I type that and have to smile and shake my head in wonder why they do it.  How we do.  Yet they do.  We do.  I do.  Each year that Jennifer Crawford and I put on our Autism Conference and Resource Fair; by the time the last person left at the end of the day we would look at each other and swear that would be the last one.   Yet much like those fishermen, as each new season beckoned, we found ourselves drawn to the dock ready to fish.  Ready to face those perilous seas of planning again.  Ready to face whatever fate would befall us -- success or failure.

I think that's what keeps me coming back to the Hopeism of autism as well.

Just how rewarding its successes can be.

Like the ebb and flow of the tide, I know that autism will bring me both good and bad.  Successes and failures.  Triumphs and tragedies.  It will test me like no other test before, and if I can daily survive that test I will be among a brotherhood of a very select few who will have my back for life. Who understand this kind of life. 

Those are the only certain things in this sea of uncertainty that is autism. 

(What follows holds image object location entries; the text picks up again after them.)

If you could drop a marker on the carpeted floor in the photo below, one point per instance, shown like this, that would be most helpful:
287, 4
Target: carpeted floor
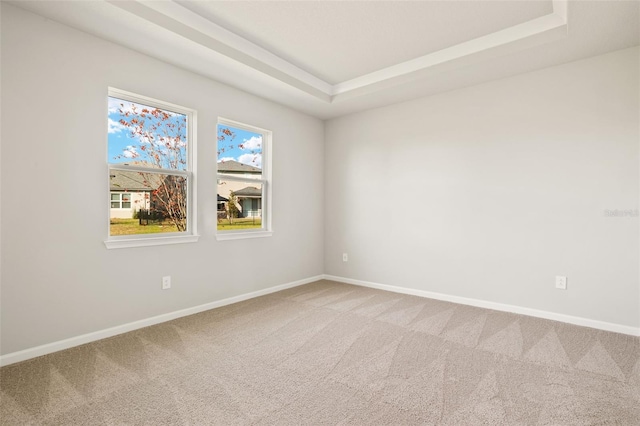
330, 353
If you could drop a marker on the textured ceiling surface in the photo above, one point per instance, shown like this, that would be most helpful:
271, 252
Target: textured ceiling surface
340, 40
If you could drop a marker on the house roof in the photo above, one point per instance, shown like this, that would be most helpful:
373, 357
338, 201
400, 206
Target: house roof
249, 191
232, 166
124, 180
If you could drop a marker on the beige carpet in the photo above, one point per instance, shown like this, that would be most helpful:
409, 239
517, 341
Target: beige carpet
329, 353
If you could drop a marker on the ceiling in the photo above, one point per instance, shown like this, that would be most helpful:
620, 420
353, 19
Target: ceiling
330, 58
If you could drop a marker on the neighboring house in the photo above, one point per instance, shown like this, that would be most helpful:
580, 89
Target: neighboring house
129, 193
249, 198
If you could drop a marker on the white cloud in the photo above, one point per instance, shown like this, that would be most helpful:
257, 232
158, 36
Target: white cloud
254, 160
255, 143
115, 127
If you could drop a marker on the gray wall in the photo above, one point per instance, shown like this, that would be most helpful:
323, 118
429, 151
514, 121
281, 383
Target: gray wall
58, 279
491, 191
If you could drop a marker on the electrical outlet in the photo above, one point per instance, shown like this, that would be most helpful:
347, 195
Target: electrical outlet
166, 282
561, 282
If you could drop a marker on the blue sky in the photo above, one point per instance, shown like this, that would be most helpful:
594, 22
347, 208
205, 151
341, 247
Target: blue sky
245, 147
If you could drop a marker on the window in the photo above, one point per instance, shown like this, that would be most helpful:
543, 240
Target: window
243, 181
150, 160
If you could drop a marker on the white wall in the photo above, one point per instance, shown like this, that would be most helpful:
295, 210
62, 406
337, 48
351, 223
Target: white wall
511, 179
58, 279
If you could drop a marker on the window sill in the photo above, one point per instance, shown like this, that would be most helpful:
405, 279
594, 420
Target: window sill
228, 235
146, 242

A few weeks ago a new season of Deadliest Catch began.  The narrator's voice captions the picture in saying, "As dawn breaks over Dutch Harbor the boats steam forward to an uncertain fate into the unknown of the Bering Sea.  The 2012 season is now underway...."

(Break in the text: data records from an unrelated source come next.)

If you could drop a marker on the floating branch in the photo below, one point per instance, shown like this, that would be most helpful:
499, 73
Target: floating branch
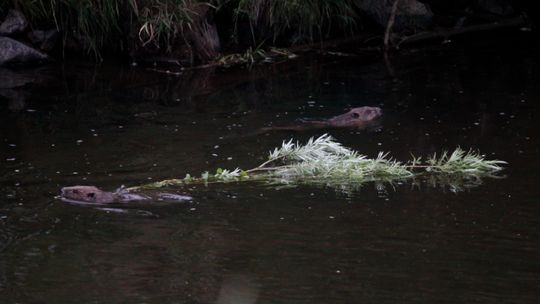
323, 161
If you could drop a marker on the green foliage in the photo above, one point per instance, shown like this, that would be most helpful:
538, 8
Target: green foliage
102, 24
305, 20
324, 162
94, 24
99, 24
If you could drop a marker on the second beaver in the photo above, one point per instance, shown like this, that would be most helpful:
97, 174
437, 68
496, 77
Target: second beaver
356, 118
91, 194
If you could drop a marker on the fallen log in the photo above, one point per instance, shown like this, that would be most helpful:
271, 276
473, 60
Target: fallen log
519, 21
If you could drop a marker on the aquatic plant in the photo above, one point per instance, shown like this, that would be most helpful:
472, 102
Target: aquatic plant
325, 162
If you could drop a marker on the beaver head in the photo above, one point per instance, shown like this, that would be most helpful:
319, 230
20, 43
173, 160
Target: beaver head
357, 117
88, 194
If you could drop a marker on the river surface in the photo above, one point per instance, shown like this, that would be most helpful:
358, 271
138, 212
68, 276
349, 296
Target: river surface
250, 243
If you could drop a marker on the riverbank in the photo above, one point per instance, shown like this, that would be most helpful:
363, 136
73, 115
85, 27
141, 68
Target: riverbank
184, 33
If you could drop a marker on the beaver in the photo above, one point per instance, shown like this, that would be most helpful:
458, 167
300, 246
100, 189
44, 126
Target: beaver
91, 194
357, 118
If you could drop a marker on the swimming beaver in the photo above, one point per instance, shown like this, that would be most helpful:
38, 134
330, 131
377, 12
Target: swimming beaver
91, 194
359, 118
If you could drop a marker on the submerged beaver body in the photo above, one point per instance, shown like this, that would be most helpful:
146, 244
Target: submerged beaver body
356, 118
91, 194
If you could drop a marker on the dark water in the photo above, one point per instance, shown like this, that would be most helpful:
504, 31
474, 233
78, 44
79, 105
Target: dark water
246, 243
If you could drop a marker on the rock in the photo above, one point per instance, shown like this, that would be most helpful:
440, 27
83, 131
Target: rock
44, 40
13, 52
15, 23
10, 79
411, 14
16, 99
496, 7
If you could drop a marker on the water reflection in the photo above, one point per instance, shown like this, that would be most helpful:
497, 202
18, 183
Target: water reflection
110, 126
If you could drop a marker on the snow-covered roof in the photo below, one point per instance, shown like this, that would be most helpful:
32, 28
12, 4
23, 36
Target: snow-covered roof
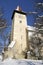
11, 44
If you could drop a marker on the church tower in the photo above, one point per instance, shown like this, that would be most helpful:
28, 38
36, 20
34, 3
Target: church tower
19, 34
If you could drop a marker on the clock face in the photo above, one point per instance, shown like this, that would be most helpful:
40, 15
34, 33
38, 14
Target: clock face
2, 24
20, 16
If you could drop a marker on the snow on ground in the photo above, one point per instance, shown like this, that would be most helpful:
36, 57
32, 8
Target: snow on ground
10, 61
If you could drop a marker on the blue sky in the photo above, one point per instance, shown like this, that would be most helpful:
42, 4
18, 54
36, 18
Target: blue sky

A few weeks ago a new season in our "Life with Autism" began as well.  I can hear the narrator's voice in my mind as I rejoice each morning with, "As dawn breaks over life with autism we are steaming forward to another seizure-free day.  Our 2013 seizure-free season is now underway...."

As I write the manuscript for this new season, I don't know how long it will last or how successful it will be.  All I know is that each day as dawn breaks we will do as the picture portrays.  We will steam forward into the unknown of autism's uncertain future, into its often icy, perilous waters where there will only be one thought I know to be true:  

HOPEISM begins again.

Where I will cling to the One who is even more powerful than the Bering Sea, and who can calm it with but a whisper of His voice.

~ ~ ~

I love that show so much because it's "Life with Autism" -- one of the most extraordinary, empowering, life changing journeys of all.